I spend some time in North Carolina as well, but whenever I get back to Nashville, I have someone that sets up co-writes for me. It’s a great town for doing that. There’s so many people doing creative things in Nashville all the time, and it’s not necessarily country stuff that’s happening. It’s a really diverse town musically.

I try to keep each band’s repertoire totally different. I’ve got buckets of tunes these days, so I just played the ones that I thought fit The High Hawk’s vibe for the guys and some worked; some didn’t. We just kind of tried them on for size and took the ones that stuck.

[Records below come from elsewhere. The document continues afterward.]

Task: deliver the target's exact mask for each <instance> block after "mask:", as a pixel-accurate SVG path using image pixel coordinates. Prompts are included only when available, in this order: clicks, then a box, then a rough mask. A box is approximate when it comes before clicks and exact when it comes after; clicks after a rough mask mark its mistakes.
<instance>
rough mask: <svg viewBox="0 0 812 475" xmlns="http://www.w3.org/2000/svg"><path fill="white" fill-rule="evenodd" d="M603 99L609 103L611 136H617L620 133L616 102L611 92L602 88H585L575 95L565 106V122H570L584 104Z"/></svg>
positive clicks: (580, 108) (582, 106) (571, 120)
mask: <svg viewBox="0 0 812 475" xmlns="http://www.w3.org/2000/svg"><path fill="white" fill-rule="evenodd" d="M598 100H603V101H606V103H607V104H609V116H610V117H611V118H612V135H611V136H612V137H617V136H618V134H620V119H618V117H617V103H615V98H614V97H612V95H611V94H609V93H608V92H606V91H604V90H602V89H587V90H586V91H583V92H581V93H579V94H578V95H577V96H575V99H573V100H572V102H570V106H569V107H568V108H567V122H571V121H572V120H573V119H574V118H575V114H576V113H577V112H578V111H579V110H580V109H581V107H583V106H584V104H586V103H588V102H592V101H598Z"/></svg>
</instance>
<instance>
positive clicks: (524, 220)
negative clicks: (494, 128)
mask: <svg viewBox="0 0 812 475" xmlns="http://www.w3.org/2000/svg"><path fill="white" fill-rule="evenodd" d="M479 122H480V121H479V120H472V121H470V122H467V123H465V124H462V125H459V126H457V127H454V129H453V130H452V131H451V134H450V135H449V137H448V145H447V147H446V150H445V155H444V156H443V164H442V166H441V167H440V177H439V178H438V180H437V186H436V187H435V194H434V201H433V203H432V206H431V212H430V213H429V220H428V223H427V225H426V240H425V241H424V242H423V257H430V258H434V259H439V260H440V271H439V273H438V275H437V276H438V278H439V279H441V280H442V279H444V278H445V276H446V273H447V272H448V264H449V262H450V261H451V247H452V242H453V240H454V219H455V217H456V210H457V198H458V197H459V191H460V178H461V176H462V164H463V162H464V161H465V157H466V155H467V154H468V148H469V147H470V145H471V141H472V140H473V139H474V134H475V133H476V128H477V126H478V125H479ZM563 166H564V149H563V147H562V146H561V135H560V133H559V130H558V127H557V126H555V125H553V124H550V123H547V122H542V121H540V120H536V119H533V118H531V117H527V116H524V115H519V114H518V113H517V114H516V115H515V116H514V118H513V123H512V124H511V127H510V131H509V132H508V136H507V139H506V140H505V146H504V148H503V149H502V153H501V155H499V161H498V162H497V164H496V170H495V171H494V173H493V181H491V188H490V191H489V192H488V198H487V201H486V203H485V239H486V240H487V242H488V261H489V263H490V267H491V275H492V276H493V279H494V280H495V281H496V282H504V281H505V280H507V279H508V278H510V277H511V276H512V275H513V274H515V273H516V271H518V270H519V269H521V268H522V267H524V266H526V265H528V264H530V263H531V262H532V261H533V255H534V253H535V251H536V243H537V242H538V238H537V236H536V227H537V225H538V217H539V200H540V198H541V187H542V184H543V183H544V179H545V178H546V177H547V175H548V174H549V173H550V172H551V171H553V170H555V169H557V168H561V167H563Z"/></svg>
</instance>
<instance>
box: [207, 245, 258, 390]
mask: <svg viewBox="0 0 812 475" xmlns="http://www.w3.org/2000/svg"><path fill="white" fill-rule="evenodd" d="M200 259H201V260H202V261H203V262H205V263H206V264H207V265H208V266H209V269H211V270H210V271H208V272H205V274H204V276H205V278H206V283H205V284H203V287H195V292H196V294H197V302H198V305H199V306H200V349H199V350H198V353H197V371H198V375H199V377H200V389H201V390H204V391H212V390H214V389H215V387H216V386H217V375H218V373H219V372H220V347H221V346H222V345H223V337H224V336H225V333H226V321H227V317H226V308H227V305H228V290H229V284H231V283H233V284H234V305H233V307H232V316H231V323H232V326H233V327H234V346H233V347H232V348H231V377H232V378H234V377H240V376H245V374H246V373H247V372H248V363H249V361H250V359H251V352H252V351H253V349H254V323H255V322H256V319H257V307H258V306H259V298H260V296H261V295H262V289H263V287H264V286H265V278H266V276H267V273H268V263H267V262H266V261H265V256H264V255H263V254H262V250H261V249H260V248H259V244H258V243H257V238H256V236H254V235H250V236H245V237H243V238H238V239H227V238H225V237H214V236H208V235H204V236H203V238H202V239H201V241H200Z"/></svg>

TC: Last year, I produced a Christmas song with Lenny Kaye at my studio, which is in this old hotel in the Delaware Water Gap. I first met Lenny in 2006 through his late wife when we were both working the polls here. When I’m home, I’ll volunteer to work the polls for elections. And she did two cycles in a row. The first time, we were so busy that I never got around to knowing exactly who she was. And then the next time, I noticed that her last name was Kaye and I said, “Are you related to Lenny?” I had seen him around because he essentially lives in the neighborhood. And she says, “Oh, yeah, I’m his wife.” Then a friend of mine said, “I’m doing this Christmas benefit. Do you think you can call him and see if he’d come and participate?” So I called him, and he said, “I love Christmas songs. Matter of fact, I just wrote one.” And he sang it a cappella over the phone to me. I said, “Get your ass to my studio right now. We’re gonna record this.” He allowed me free rein to produce it, and it came out for Black Friday Record Store Day on a double-sided 7-inch. And so since then, we’ve been working on other stuff, and I’m gonna be making his first solo album since 1986. He’s a great guy and a fucking international rock star.